Michelle nodded. “And it never crossed your mind that I might like to participate?”

Caroline fell silent.
One step forward. Two steps back.

“You can put up the angel,” Lili said brightly, returning to the living room with the small stepladder.

“Oh, thank you,” Michelle said. “That's so considerate of you.”

“Michelle…”

“There's some pizza left,” Lili said. “I can heat it up for you.”

“Well, aren't you just the sweetest, most thoughtful little sister in the whole universe?”

“Please don't take your anger at me out on Lili,” Caroline implored. “It was
my
idea to put up the tree.
My
idea to decorate it. Lili said we should wait till you got home.
I'm
the one who said you wouldn't be interested.”

“Because you think I enjoy being left out?”

“Because you've never shown any interest before.”

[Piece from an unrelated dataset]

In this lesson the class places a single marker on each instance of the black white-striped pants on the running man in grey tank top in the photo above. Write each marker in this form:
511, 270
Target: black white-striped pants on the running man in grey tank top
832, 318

“Because you always made it seem like it was such a chore,” Michelle shot back, her anger escalating with each pronouncement. “Because it was so obvious your heart wasn't in it, that there was no reason to decorate a stupid tree and pretend to be happy, when how could we be happy if Samantha wasn't here to celebrate with us? God knows
I
wasn't reason enough. God knows
I
never made you happy.” She tore the angel from Lili's hand and ripped it apart, tossing what was left to the floor. “And by the way, Lili, or Samantha, or whatever the hell your real name is, just so you know, there are no such things as angels. Because there is no such thing as heaven.” She spun toward the hallway. “It's all one big crock. A scam—just like you.”

“Micki, wait.”

“What exactly am I waiting for?” Michelle said, turning back. “For you to acknowledge that I matter as much as my sainted sister, that my actual presence is as important to you as her memory?”

“That is so unfair.”

“Is it? What's it going to take, Mother? Do I have to disappear for you to love me?”

Caroline sank to the floor, crushing what was left of the cardboard angel beneath her weight, as Michelle ran from the room.